The goal of the program, dubbed Prevention not Permission, is to get intravenous drug users to turn in their old used syringes for new ones, to keep from spreading diseases and infecting innocent people.
"We have already had 35 exchanges and 952 used syringes are off the street in our fledgling program," said Bobbi Bratchett of the Portsmouth City Health Department, who heads up the program.
Bratchett said he program began March 1 after a resolution was passed by the Portsmouth City Health Department.
A group of pastors in Richland County protested recently the donation of 200 needles by the Mansfield/Ontario/Richland County Health Department.
"They were two-fold upset," Bratchett said. "They thought it was not a solution and they also thought it was their county dollars coming here. But those were actually H1N1 syringes the State of Ohio supplied to everybody. So there was no funding from their dollars. Their funding dollars did not come here."
"That is true," Richland County Health Commissioner Stan Saalman said. "They were left over from the H1N1 flu clinics. They were needles that we were not going to use locally."
According to a story in the Mansfield News Journal, the Rev. El Akuchie of the Richland Community Family Coalition, said, "As the conscience of the community, we believe that biblical faith can be injected into everyday life and produce reliable results."
Bratchett said she believes faith can work within the framework of the program.
"He said you only need Jesus to get through it," Bratchett said. "Let me tell you, Jesus helps you. I truly believe that, I really do. When I started this program I prayed at every venue before I went anywhere, and I got yeses. So who is to say God didn't tell me to do this program?"
Bratchett said she can't use the syringes anyway because of their size.
"They're too big," Bratchett said. "I had them here in case we would get down low and someone wanted to use them, but if you can imagine a diabetic needle that is used to draw blood out of you going into your muscle. That's how much bigger they are."

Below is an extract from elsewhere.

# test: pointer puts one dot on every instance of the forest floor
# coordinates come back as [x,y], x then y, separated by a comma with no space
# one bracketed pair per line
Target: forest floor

Bratchett said it is important for people to know Scioto County has the highest rate of hepatitis C in Ohio with a 23.73 percent positive status per 100,000 population. Bratchett said sanitation workers, home inspectors, police officers, firefighters and residents of Scioto County are now at risk from discarded used needles. Used needles have been found in garbage bags, vacant homes, playgrounds, parks, church/school steps and alleys, and pose health hazards to people coming in contact with them. That is what prompted the program, which is conducted in venues known basically only to PCHD officials and syringe exchangers.
Bratchett was quick to add that the Obama administration announced a national strategy to reduce the annual number of HIV infections in the United States by 25 percent over the next five years, "including the scientifically proven approach of syringe exchange programs."
Bratchett said she is thankful for the help from the Health Department and the community, including those who donated coffee cans to be used for disposal of used syringes.
Bratchett referenced the Harm Reduction Coalition website, which gives statistics about how many programs of the type are in operation and their success rate.
"It does say historically it lowers diseases. It does historically lower crime," Bratchett said.
According to the Harm Reduction Coalition, syringe exchange programs provide tools, resources and education to enable people who inject drugs to protect themselves and their communities through safer injection practices and harm reduction methods. Nearly 200 syringe exchange programs operate in 38 states, Puerto Rico, Washington, D.C., and Indian lands. Both state and local jurisdictions authorize and regulate sterile syringe access programs. There are no federal regulations governing sterile syringe access.